I realize that fastai custom cnn head (create_head function) sets bias=False for the last layer. However, fastai V1 (1.0.62) and many other libraries set bias=True in this layer. I can get a similar behavior if I set bn_final to True but I think that it’s to scale network output to the right scale (page 461 in fastai book). So, I can’t understand why bias=False. For me, it seems like a bug. Someone has any idea of it?
I made a git blame on create_head and LinBnDrop and haven’t been touch from the initial commit.

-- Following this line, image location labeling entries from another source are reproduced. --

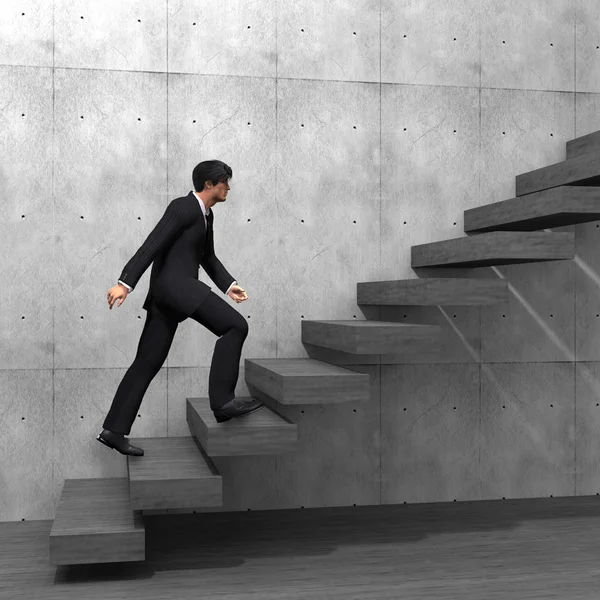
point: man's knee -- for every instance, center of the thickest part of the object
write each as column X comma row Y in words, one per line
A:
column 242, row 326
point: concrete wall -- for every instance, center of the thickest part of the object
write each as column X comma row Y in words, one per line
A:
column 355, row 130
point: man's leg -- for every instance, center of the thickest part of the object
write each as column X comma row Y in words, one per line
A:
column 222, row 320
column 152, row 351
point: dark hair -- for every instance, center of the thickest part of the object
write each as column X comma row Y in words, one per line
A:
column 214, row 171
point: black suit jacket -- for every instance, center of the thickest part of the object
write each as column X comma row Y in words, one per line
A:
column 178, row 245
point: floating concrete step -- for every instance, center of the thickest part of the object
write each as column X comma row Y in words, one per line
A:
column 262, row 432
column 304, row 381
column 370, row 337
column 556, row 207
column 583, row 145
column 434, row 291
column 173, row 473
column 581, row 170
column 95, row 523
column 495, row 248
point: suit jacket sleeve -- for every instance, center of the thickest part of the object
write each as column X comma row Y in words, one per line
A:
column 171, row 224
column 214, row 269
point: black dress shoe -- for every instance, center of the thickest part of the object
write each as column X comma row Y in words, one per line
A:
column 238, row 407
column 117, row 441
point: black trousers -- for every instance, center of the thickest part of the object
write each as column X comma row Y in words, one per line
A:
column 218, row 317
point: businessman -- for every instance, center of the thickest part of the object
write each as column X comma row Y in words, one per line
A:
column 180, row 242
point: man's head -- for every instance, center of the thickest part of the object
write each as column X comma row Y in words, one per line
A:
column 211, row 181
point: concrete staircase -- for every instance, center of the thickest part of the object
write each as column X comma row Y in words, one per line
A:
column 100, row 520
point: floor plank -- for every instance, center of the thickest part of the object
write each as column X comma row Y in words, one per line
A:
column 522, row 549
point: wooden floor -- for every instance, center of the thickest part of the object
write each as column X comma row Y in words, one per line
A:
column 513, row 549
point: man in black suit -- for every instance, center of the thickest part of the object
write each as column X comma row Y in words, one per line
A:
column 180, row 242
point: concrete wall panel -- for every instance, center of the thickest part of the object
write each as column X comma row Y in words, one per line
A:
column 327, row 40
column 429, row 138
column 430, row 42
column 587, row 420
column 206, row 38
column 110, row 190
column 429, row 433
column 26, row 444
column 337, row 460
column 26, row 36
column 326, row 214
column 26, row 230
column 527, row 430
column 537, row 322
column 113, row 34
column 527, row 45
column 587, row 258
column 520, row 131
column 587, row 48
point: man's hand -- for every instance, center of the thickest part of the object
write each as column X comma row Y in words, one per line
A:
column 237, row 294
column 116, row 292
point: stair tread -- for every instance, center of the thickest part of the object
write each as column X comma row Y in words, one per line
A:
column 583, row 144
column 174, row 472
column 265, row 418
column 495, row 248
column 580, row 170
column 433, row 291
column 304, row 367
column 94, row 506
column 555, row 207
column 365, row 324
column 170, row 458
column 261, row 432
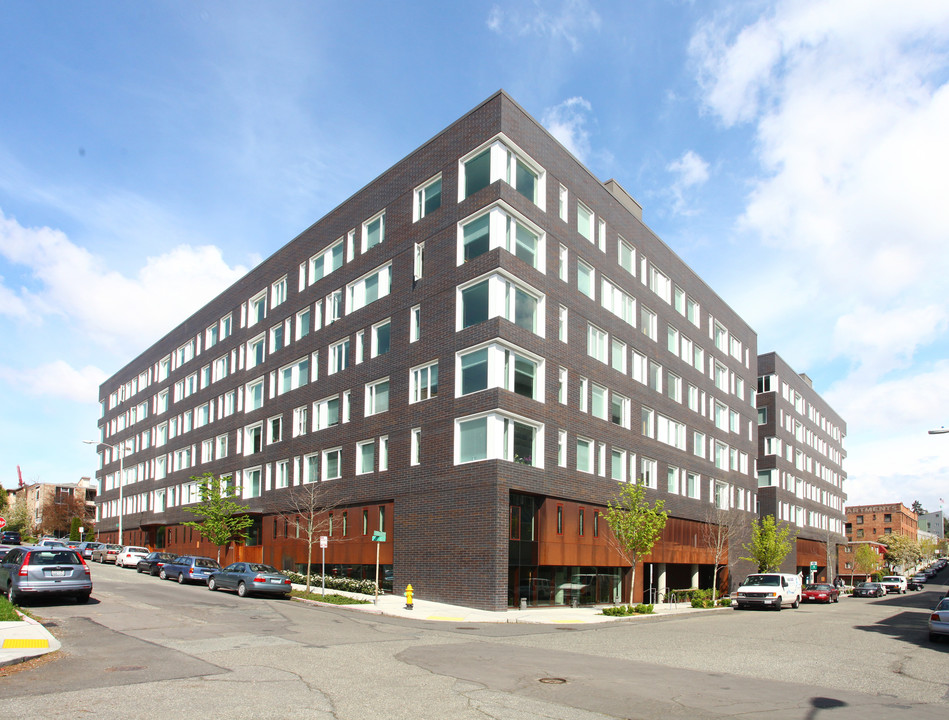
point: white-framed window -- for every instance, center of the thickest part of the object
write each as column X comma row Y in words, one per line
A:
column 304, row 321
column 338, row 357
column 332, row 464
column 278, row 292
column 500, row 365
column 254, row 397
column 423, row 382
column 365, row 457
column 415, row 449
column 415, row 321
column 257, row 308
column 369, row 288
column 585, row 221
column 325, row 262
column 500, row 226
column 373, row 232
column 598, row 344
column 501, row 159
column 499, row 295
column 377, row 397
column 501, row 436
column 586, row 279
column 585, row 452
column 428, row 198
column 647, row 323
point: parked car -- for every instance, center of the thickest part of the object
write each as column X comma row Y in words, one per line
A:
column 820, row 592
column 869, row 590
column 85, row 549
column 129, row 556
column 769, row 590
column 939, row 620
column 39, row 571
column 189, row 567
column 153, row 562
column 894, row 583
column 106, row 553
column 250, row 578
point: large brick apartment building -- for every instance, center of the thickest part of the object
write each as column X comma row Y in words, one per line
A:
column 800, row 465
column 468, row 354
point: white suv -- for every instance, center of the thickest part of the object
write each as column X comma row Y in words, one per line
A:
column 894, row 583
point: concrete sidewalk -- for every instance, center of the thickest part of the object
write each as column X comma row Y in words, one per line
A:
column 23, row 640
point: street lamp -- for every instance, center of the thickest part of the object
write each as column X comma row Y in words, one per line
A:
column 121, row 451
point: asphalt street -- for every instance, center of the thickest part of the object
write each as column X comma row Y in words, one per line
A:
column 145, row 647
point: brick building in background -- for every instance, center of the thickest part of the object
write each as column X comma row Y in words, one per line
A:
column 468, row 354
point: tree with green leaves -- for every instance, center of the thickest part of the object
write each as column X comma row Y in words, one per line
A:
column 769, row 544
column 636, row 525
column 224, row 520
column 866, row 561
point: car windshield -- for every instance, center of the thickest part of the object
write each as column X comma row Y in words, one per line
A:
column 762, row 580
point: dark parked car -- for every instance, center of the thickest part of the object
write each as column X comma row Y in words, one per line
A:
column 869, row 590
column 153, row 562
column 38, row 571
column 820, row 592
column 189, row 567
column 250, row 578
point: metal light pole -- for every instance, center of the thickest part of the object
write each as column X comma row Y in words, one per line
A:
column 121, row 451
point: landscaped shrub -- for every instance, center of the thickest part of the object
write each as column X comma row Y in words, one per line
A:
column 366, row 587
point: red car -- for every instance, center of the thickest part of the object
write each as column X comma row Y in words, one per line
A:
column 820, row 592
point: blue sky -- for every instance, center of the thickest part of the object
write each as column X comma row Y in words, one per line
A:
column 793, row 153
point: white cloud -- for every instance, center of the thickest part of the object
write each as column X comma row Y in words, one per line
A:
column 57, row 379
column 566, row 21
column 116, row 311
column 567, row 123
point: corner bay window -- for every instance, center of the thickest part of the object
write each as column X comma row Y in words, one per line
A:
column 500, row 437
column 499, row 296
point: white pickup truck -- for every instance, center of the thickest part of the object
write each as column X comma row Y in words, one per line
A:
column 894, row 583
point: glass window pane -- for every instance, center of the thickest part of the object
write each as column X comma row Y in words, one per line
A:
column 473, row 439
column 476, row 237
column 474, row 372
column 478, row 172
column 475, row 304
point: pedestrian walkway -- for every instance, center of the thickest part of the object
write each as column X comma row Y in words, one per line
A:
column 25, row 639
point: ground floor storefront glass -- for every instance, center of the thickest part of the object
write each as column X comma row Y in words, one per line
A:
column 564, row 585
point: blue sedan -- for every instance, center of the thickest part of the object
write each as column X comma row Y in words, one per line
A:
column 189, row 567
column 250, row 578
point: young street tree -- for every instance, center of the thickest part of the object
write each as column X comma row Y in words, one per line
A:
column 865, row 561
column 722, row 530
column 636, row 524
column 769, row 545
column 306, row 511
column 224, row 520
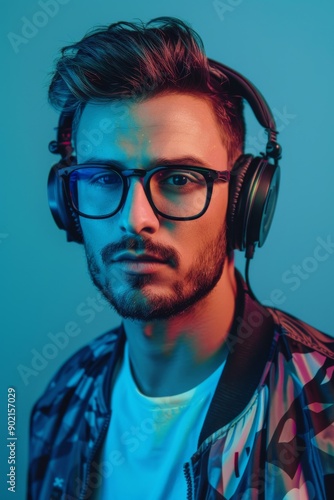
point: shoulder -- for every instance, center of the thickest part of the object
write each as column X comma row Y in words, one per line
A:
column 82, row 367
column 299, row 333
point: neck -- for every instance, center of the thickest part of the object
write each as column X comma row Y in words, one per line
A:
column 174, row 355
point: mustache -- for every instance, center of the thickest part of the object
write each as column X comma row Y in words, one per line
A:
column 163, row 252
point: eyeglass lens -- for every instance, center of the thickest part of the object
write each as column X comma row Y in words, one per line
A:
column 176, row 192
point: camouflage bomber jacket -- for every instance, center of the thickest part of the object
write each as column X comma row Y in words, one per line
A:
column 269, row 431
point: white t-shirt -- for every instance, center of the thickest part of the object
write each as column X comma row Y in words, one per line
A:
column 150, row 438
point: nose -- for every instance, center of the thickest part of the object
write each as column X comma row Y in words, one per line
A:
column 137, row 215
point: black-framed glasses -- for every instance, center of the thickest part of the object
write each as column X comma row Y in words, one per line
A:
column 176, row 192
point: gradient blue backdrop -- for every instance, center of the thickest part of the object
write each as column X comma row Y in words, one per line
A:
column 285, row 48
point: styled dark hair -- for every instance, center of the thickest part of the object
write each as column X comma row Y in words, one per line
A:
column 141, row 60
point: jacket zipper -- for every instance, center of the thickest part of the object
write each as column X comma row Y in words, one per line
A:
column 92, row 455
column 189, row 478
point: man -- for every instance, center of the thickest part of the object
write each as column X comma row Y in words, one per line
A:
column 201, row 392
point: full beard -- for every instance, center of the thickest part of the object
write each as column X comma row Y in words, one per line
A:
column 141, row 304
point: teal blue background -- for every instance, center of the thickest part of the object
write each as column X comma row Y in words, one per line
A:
column 285, row 48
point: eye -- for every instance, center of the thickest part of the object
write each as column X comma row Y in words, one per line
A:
column 179, row 178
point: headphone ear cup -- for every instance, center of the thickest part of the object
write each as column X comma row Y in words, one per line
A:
column 253, row 194
column 61, row 210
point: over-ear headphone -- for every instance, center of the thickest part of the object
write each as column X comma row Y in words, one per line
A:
column 254, row 181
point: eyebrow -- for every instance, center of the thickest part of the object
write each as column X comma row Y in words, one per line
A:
column 160, row 161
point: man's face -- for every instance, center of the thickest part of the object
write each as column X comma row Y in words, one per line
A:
column 149, row 267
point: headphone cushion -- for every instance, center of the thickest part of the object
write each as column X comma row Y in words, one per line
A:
column 234, row 222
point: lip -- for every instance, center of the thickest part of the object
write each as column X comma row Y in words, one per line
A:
column 139, row 263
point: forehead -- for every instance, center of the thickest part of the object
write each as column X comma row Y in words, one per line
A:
column 173, row 124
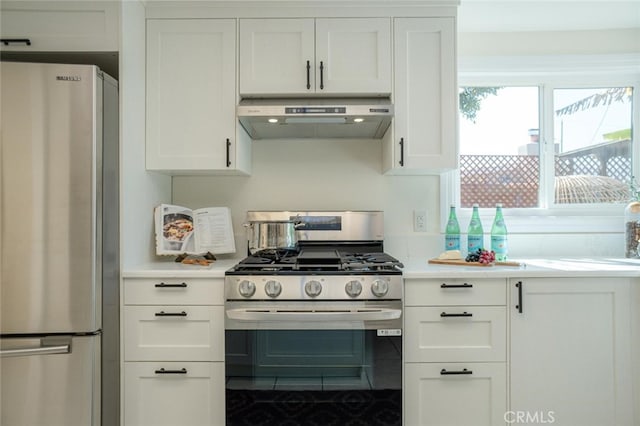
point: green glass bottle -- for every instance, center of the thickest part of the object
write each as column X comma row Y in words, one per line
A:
column 452, row 231
column 475, row 233
column 499, row 235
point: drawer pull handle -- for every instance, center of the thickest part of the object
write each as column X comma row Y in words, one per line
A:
column 455, row 372
column 463, row 314
column 519, row 305
column 9, row 41
column 171, row 314
column 164, row 285
column 465, row 285
column 163, row 371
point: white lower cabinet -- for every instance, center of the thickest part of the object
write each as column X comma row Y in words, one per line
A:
column 571, row 359
column 460, row 394
column 174, row 393
column 455, row 339
column 173, row 338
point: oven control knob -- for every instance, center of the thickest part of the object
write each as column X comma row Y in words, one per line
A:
column 313, row 288
column 273, row 288
column 353, row 288
column 380, row 288
column 247, row 288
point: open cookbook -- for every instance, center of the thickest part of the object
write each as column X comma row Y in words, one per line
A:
column 180, row 230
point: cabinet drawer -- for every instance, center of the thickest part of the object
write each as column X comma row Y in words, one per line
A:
column 455, row 333
column 173, row 393
column 455, row 394
column 173, row 333
column 173, row 291
column 455, row 292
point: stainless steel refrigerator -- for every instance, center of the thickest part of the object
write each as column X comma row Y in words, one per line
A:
column 59, row 258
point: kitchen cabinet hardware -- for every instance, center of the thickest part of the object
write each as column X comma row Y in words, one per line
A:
column 519, row 305
column 163, row 371
column 446, row 372
column 171, row 314
column 465, row 285
column 164, row 285
column 463, row 314
column 8, row 41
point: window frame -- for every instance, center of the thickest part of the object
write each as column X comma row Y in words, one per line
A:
column 549, row 73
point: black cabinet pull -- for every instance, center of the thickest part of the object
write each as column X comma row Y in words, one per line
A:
column 455, row 372
column 8, row 41
column 163, row 285
column 163, row 371
column 465, row 285
column 464, row 314
column 171, row 314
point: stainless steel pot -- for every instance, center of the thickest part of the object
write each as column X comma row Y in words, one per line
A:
column 272, row 235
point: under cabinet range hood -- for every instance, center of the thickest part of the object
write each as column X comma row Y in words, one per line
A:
column 365, row 118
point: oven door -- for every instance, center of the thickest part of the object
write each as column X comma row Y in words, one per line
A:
column 314, row 362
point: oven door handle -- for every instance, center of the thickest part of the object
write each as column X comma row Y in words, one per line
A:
column 318, row 315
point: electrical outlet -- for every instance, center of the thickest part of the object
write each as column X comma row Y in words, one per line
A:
column 419, row 221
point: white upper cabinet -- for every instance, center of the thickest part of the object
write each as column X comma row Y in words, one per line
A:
column 424, row 134
column 191, row 97
column 292, row 57
column 70, row 26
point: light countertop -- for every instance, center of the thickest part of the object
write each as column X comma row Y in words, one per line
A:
column 559, row 267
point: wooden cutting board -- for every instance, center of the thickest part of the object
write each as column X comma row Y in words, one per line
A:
column 462, row 262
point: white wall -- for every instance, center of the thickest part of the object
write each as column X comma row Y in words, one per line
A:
column 337, row 174
column 321, row 175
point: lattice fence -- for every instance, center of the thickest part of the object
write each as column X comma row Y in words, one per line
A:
column 616, row 167
column 513, row 180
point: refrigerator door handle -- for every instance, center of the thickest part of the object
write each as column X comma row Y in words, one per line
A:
column 46, row 347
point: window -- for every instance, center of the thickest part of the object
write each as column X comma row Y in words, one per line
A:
column 500, row 146
column 499, row 149
column 592, row 144
column 555, row 146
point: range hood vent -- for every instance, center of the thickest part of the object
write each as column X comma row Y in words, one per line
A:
column 365, row 118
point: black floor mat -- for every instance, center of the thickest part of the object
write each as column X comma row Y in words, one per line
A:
column 314, row 408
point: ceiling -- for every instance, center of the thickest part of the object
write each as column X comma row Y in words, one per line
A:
column 547, row 15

@muellerzr, ¿Should I tag jeremy or sgugger so they can explain this?
Not sure whether this is a bug or not, but you could easily do it yourself:
def add_bias_last_lin(m):
for i in range(len(m))[::-1]:
curr = m[i]
# i < (len(m)-1) ensures we wouldn't try to access an index out of range
nxt = m[i+1] if (i < (len(m)-1)) else None
if isinstance(curr, nn.Linear):
# If bn_final=True, we don't need to add bias
if not isinstance(nxt, nn.BatchNorm1d):
m[i] = nn.Linear(curr.in_features, curr.out_features,
bias=True)
# Only needed for the last linear layer, so we exit
break
learn = cnn_learner(dls, arch)
# The last Sequential in the model is the head
add_bias_last_lin(learn.model[-1])
Checking the code of LinBnDrop?? there is the following line:
lin = [nn.Linear(n_in, n_out, bias=not bn)]
So it’s not a bug, it’s done because BatchNorm ‘learns’ the median (and variance) of the output of the layer (after normalizing it by the mean, variance of the activation output).
So when bn is on, no bias are included.